While HDDSuperClone is very capable of making a sector by sector clone or image, and when using the HDDLiveCD it should not perform any auto mounting, I do not in any way support it for forensic use, especially in the USA. I (luckily) don’t know the legal system very well, so if you do and can get away with using it for forensic use without issue, then that is great. But if asked, I will say it is not intended for that purpose, and quickly point to the as-is no-warranty in the user license. I am not trying to put down my own software (I think it is awesome), but use it at your own risk for legal forensic work.

And as an FYI it does not check for any hidden HPA/DCO on a drive.

[mel_blanc]

If this is for forensic work which is critical (evidence in court, corporate lawsuit, rich cheating spouse) I recommend you
buy a hardware write blocker and insert it between the drive and your work platform.

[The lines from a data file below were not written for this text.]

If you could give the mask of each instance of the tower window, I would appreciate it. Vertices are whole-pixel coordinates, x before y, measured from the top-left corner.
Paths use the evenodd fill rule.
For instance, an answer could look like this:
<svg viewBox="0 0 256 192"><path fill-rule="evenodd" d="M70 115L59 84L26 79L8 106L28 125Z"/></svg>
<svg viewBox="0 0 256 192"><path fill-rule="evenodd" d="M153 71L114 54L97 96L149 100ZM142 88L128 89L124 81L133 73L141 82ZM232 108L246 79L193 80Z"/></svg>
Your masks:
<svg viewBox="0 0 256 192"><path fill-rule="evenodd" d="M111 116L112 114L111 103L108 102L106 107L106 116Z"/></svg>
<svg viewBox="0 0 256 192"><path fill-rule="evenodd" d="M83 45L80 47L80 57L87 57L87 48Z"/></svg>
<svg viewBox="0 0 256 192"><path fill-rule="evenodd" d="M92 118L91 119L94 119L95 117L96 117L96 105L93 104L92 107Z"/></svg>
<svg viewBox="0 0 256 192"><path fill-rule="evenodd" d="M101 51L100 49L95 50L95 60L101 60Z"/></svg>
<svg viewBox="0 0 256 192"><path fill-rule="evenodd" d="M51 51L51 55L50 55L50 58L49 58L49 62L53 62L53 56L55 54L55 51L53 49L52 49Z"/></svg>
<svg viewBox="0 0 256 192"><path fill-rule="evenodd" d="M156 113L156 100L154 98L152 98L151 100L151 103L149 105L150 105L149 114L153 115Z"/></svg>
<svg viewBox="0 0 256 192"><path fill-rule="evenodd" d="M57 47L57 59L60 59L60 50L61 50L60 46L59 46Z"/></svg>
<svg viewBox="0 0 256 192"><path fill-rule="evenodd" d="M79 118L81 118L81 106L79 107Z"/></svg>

As far as a decent package to
copy the drive I would use 'dd' found in all Linux packages. You can create a bootable flash drive with a package such
as Ubuntu, and run 'dd' to perform a bit by bit copy to the evidence drive. Be aware 'dd' will copy from first to last bit
of data on your clients drive including any unused disk space on the client's drive.

[HaQue]

I would not want anybody performing forensic tasks for a job if you need to explain any of this stuff to. At the very least they should be accompanied by a professional. "someone on a forum told me to do this process" wont stand up in court

[mel_blanc]

I would not want anybody performing forensic tasks for a job if you need to explain any of this stuff to. At the very least they should be accompanied by a professional. "someone on a forum told me to do this process" wont stand up in court

My recommendations were intended to steer him into the reality of associated
costs and intensity of needed knowledge to perform forensics. Most people
heading down the hobbyist approach when encountering the cost factor of
write protection and then encountering the learning curve for 'dd' quickly
abandon the quest for forensic work as a favor to a friend.

If however he does proceed down that path at least he has leads and I will
not withhold information from someone trying to learn the ropes.